<< A
pesar de haber estado sentado ante su mesa durante horas, aquel día, por
primera vez en más de un año, Lesser había sido incapaz de escribir una sola
frase. Era como si el libro le exigiera que dijera más de lo que sabía; no
podía hacer frente a sus despiadadas exigencias. Cada palabra pesaba como una roca.
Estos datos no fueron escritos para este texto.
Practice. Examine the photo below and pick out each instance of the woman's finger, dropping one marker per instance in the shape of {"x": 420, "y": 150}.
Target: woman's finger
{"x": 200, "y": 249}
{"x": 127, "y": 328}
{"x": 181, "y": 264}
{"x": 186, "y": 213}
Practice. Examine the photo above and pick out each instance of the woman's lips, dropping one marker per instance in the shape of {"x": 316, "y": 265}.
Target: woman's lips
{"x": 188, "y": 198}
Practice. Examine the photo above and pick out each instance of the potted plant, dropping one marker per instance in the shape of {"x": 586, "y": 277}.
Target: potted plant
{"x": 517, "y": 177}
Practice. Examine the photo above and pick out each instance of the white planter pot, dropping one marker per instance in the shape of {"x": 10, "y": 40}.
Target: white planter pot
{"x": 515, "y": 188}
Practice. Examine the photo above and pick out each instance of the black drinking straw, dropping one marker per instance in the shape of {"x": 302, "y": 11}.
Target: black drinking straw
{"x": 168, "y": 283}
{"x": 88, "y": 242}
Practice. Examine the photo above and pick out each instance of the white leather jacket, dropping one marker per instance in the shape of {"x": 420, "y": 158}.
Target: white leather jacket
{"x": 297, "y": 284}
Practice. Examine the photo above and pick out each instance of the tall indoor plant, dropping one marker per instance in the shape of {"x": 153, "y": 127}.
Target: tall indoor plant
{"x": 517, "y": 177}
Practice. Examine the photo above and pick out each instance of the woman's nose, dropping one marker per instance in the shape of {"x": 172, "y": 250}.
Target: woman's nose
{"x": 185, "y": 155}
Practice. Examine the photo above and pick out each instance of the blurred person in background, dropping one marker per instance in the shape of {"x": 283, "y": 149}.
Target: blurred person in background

Cuando uno lleva diez años escribiendo un libro, el tiempo añade tiempo a cada
palabra; pesan como rocas. El peso de esperar el final, de convertirse en
libro. Por mucho que luchara por proseguir, el pensamiento y las decisiones se
le resistían; Lesser sentía que la depresión se posaba en su cabeza como un
cuervo enfermo. Cuando no conseguía escribir, dudaba de su propio yo y esta
duda se manifestaba con reservas sobre la calidad de su talento y entonces se
preguntaba si sería talento real o una mera ilusión que él había mantenido para
seguir escribiendo. Y cuando dudaba de sí mismo no podía escribir. Sentado ante
la mesa bajo la brillante luz de la mañana, mientras hojeaba las páginas
escritas el día anterior, le habían entrado ganas de vomitar: lenguaje, forma,
su plan, su finalidad. Aquel maldito, incompleto, interminable libro, lo
mareaba. La disciplina de escribir, la vida totalmente entregada y en última
instancia limitada del escritor >>.
Bernard Malamud, “ Los inquilinos “.